The generation of knockout cell lines and introduction of exogenous sequences at specific loci are rapidly becoming common approaches used to investigating the role of specific proteins (Roy et al, 2015). Given the simplicity of generating of CRISPR-Cas components and their importance in exploring genotype-phenotype relationships, we compared conditions and methods for introduction of genome editing components into cell lines. We elected to not use lentiviral-mediated delivery, due to the additional biosafety requirements, or methods that require specialized equipment (i.e., nucleofector), because they not universally available. We chose to compare plasmid and ribonucleoprotein (RNP) transfection into two commonly used cell lines. We also examined the efficiency of gRNA transfections into cells stably expressing Cas9, acknowledging that this approach may not be useful in a clinical context. We developed a novel reporter system for detecting HDR and optimized conditions for genome editing. In contrast to previously developed EGFP-based reporter systems (Bialk et al, 2015, Richardson et al, 2016, Rivera-Torres et al, 2017), the reporter described here allows for the introduction of various exogenous sequences while still expressing EGFP exclusively with successful locus modification. We also found that short homology arms could be used in single- and double-stranded donors templates as others have shown (Bialk et al, 2015, Bialk et al, 2016, Liang et al, 2017).

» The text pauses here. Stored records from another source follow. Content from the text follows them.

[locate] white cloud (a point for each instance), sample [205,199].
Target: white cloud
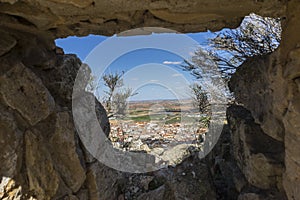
[154,81]
[172,62]
[175,75]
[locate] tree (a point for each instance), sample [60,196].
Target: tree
[112,81]
[117,95]
[119,102]
[256,36]
[231,47]
[200,99]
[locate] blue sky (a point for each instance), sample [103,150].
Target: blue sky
[150,63]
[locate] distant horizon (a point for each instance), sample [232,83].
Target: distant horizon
[141,100]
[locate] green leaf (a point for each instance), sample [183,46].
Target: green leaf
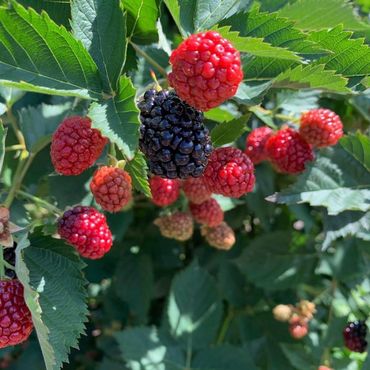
[337,180]
[316,15]
[39,123]
[350,56]
[192,16]
[55,292]
[138,170]
[143,349]
[3,132]
[349,223]
[94,22]
[229,131]
[270,264]
[38,55]
[311,77]
[142,19]
[118,118]
[134,283]
[255,46]
[194,308]
[358,145]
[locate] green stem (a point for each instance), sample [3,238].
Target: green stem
[20,173]
[149,59]
[43,203]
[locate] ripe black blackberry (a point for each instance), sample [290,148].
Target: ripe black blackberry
[173,136]
[9,256]
[354,335]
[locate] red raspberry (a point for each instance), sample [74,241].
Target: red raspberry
[15,317]
[164,191]
[177,226]
[111,188]
[321,127]
[229,172]
[221,237]
[298,327]
[288,151]
[207,213]
[255,144]
[206,70]
[86,229]
[196,190]
[75,146]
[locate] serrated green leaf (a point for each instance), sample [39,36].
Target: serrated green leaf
[255,46]
[311,77]
[350,56]
[143,349]
[118,118]
[337,180]
[138,170]
[192,16]
[345,224]
[39,123]
[316,15]
[142,19]
[194,308]
[358,145]
[229,131]
[134,283]
[94,22]
[55,296]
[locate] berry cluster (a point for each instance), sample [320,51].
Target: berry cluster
[289,150]
[354,335]
[298,317]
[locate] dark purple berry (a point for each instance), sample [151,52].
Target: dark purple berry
[173,136]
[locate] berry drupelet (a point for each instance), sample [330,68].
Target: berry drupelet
[173,136]
[354,335]
[206,70]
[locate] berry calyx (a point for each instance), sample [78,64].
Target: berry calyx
[298,327]
[173,136]
[321,127]
[206,70]
[164,191]
[288,151]
[229,172]
[75,146]
[178,226]
[207,213]
[354,335]
[282,312]
[255,144]
[15,317]
[111,188]
[196,190]
[221,237]
[86,229]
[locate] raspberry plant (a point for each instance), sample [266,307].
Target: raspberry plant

In the experimental conditions utilized here, our findings suggest that RNP transfection may be the most rapid and efficient method of gene disruption and genome editing.

2. Materials and Methods

2.1 Plasmid Construction

pSpCas9(BB)-2A-Puro (PX459) V2.0, a gift from Feng Zhang (Addgene #62988), was used to construct Cas9 and gRNA expressing vectors according to previous published protocols (Ran et al, 2013). The lentiCas9-blast plasmid, a gift from Feng Zhang (Addgene #52962), was used to stably express Cas9 in cell lines according to previous published protocols (Sanjana et al, 2014). pCDNA5/FRT-EGFP and −ΔATG-EGFP plasmids were constructed using Gibson Assemblies following standard procedures. A puromycin-expression plasmid was generated by cloning the puromycin N-acetyl-transferase gene in an SV40-expression cassette into the pBluescript II KS(+) vector. See supplementary table 1 for a list of all oligonucleotides used in this paper.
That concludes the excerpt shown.